Yossi Mor, now 77 but a mere infant at the time, remembers the “kindness” of the Dinas. “They even washed our clothes. She loved me very much.” Sarah Yanai, 86, the oldest of the Mordecai siblings, told the AP reporter, “the risk they took upon themselves to take in an entire family knowing that it put them and everyone around them in danger” was incredible.
Incredibly, after the war ended the family was able to reunite, and emigrate to Israel where they thrived and raised the next generation. This was miraculous in and of itself as most families that were split up did not succeed in reuniting for one reason or another.
Recently, the 40 descendants of the Mordecai family held a very special and emotional reunion with Dina, now 92. One by one, each person embraced Dina and thanked her for rescuing the family from certain death. As Dina greeted each one the tears flowed freely. “Now, I can die quietly,” Dina told the AP reporter.
The number may not have been on the scale of Oskar Schindler or Raoul Wallenberg but it was a goodly amount nonetheless.
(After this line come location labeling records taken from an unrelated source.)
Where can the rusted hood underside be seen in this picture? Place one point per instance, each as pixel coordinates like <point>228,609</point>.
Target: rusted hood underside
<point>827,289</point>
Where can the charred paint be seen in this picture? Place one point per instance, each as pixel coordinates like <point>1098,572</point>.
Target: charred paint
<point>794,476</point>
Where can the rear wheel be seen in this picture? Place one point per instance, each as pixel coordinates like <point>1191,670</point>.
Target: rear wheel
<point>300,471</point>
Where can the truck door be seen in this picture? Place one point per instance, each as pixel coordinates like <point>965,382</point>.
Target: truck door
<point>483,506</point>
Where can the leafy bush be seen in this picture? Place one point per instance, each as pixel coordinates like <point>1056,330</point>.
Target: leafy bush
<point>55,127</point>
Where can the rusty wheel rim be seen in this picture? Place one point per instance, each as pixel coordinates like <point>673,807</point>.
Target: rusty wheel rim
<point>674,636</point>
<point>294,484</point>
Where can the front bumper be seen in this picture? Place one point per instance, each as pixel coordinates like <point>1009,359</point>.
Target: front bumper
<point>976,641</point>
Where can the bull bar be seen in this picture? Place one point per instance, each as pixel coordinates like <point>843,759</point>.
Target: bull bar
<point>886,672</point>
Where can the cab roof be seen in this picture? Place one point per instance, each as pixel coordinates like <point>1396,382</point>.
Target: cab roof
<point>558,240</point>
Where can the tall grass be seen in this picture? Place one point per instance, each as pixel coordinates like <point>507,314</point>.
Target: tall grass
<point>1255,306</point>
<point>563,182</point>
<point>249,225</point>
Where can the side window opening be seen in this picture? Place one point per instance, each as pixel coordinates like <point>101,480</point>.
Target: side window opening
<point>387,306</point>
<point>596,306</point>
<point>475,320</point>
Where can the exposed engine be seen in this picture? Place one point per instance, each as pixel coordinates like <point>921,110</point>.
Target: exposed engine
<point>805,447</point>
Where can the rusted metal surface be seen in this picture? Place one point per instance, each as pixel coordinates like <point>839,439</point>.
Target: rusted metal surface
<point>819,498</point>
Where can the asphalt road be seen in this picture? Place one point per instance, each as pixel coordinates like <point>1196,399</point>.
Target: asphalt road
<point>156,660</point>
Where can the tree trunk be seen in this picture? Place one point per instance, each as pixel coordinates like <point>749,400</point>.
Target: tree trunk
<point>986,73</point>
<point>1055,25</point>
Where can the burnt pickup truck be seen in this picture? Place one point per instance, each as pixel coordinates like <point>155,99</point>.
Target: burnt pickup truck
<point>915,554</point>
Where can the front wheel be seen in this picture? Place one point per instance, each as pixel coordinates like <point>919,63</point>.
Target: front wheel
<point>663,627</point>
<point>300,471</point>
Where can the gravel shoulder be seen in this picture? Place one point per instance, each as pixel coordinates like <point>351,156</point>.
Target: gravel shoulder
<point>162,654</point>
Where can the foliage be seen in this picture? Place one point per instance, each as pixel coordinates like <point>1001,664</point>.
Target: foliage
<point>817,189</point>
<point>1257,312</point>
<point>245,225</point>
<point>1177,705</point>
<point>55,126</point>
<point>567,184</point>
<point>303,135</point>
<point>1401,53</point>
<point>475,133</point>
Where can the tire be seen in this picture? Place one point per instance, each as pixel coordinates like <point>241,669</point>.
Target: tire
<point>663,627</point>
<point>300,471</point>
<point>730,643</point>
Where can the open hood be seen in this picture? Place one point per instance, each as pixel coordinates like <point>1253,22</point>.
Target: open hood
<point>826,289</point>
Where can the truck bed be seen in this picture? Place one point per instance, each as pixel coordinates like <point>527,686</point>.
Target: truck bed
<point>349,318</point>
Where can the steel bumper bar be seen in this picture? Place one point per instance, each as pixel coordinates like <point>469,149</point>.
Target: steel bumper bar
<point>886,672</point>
You may recall that Oskar Schindler, whose story was brought to life brilliantly by Stephen Spielberg in the 1993 Academy Award-winning movie, “Schindler’s List,” was credited with saving some 1,000 Jews from the Nazis. Raoul Wallenberg, a Swedish diplomat, was reputed to have saved some 20,000 Jews before he tragically disappeared.
Dina is one of some 27,000 non-Jews who have been designated as “Righteous Among the Nations,” which is the highest honor for non-Jews who rescued Jews during the Holocaust. Sadly, of that number, only some 350 are still alive today.
The touching and emotional reunion was sponsored by the organization “Righteous Among the Nations,” which brings groups of Holocaust survivors and their rescuers together every year. In addition, it pays a monthly stipend to the rescuers, many of whom are in dire straits and need the money. As part of the process, a special committee carefully and thoroughly vets every case beforehand.
Some 500 persons are approved every year as new stories come to light. Unfortunately, many of them are recognized posthumously. Stanley Stahl, EVP of the “Jewish Foundation for the Righteous,” observed that these reunions will “probably” soon end “because of age and frailty.” That would be a shame, because they serve as a reminder of the horrors of the Holocaust and the bravery of those who sacrificed to do the right thing.